In the latest allegation of Garda malpractice, the Wexford TD said the Field Bar in Kilkenny had been subject to consistent harassment since John McDonald, who had returned from the US, purchased it in 2007.
Mr Wallace said the owner was arrested and held in a cell for five hours on one occasion a week after a meeting with Garda Supt Pádraig Dunne to discuss harassment of his premises.
He claimed in one incident a “visibly irate” garda was antagonistic to the owner’s wife in front of a bar full of customers, when he complained about tables and chairs on the street in front of the bar.
On another occasion, gardaí ordered the owner to close the bar despite it having a special exemption, while another bar with the same exemption remained open, he said.

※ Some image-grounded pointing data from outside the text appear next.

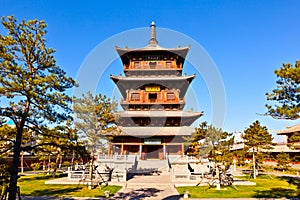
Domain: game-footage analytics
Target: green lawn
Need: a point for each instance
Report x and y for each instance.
(266, 187)
(34, 185)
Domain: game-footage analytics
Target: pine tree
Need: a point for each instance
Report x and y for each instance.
(94, 118)
(31, 82)
(287, 93)
(257, 137)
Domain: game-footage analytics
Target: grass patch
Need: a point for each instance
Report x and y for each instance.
(34, 185)
(266, 187)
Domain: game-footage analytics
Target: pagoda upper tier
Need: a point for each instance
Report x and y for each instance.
(153, 59)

Mr Wallace named a Garda Inspector, Liam Connolly, whom he said became “vociferously involved with every angle of harassment”.
The content of a meeting between the owner and Insp Connolly to discuss the incidents has become the subject of a complaint to the Garda Ombudsman.
Mr Wallace also claimed that in an incident in July this year, when gardaí entered another bar, Matt the Miller, at 2.30am, “Inspector Connolly was on the premises drinking, clearly intoxicated, but left hastily, no names were taken and no record of this inspection was recorded on the Pulse system.”
In another incident, where a member of the public with a knuckle duster pepper sprayed a customer and threatened other customers when he was refused entry, a garda arrived two hours later when the bar was closed.
Mr Wallace said the owners were at a loss to know the cause of the harassment but, quoting Mr McDonald, said he believed it was “motivated by a desire to unlawfully force our customer base to go to other premises”.
Mr Wallace was speaking during a Dáil debate on legislation introduced by Fianna Fáil justice spokesman Niall Collins to strengthen the powers of the Garda Síochána Ombudsman Commission (Gsoc).
Minister of State at the Department of Justice Aodhán Ó Ríordáin (Labour) did not refer directly to Mr Wallace’s allegations, but said “while I am aware of some of the disturbing and difficult cases which feed into a culture which needs to be addressed, now is the opportunity for us to address it”.
He acknowledged there were incidents which had shaken the confidence of the public, such as the Corrib gas situation, and he was aware of difficulties encountered by some young working-class men and their treatment in Garda stations.
Mr Ó Ríordáin said the Government’s chief aim was to restore the public’s confidence in the Garda Síochána, and An Garda Síochána’s confidence in itself.
He said: “So much good work is done on a daily basis by gardaí throughout the country.”
Asked about the matter, a Garda spokesman said “it would not be appropriate for An Garda Síochána to comment on a matter that is currently the subject of a GSOC investigation”.
The Association of Garda Sergeants and Inspectors declined to comment.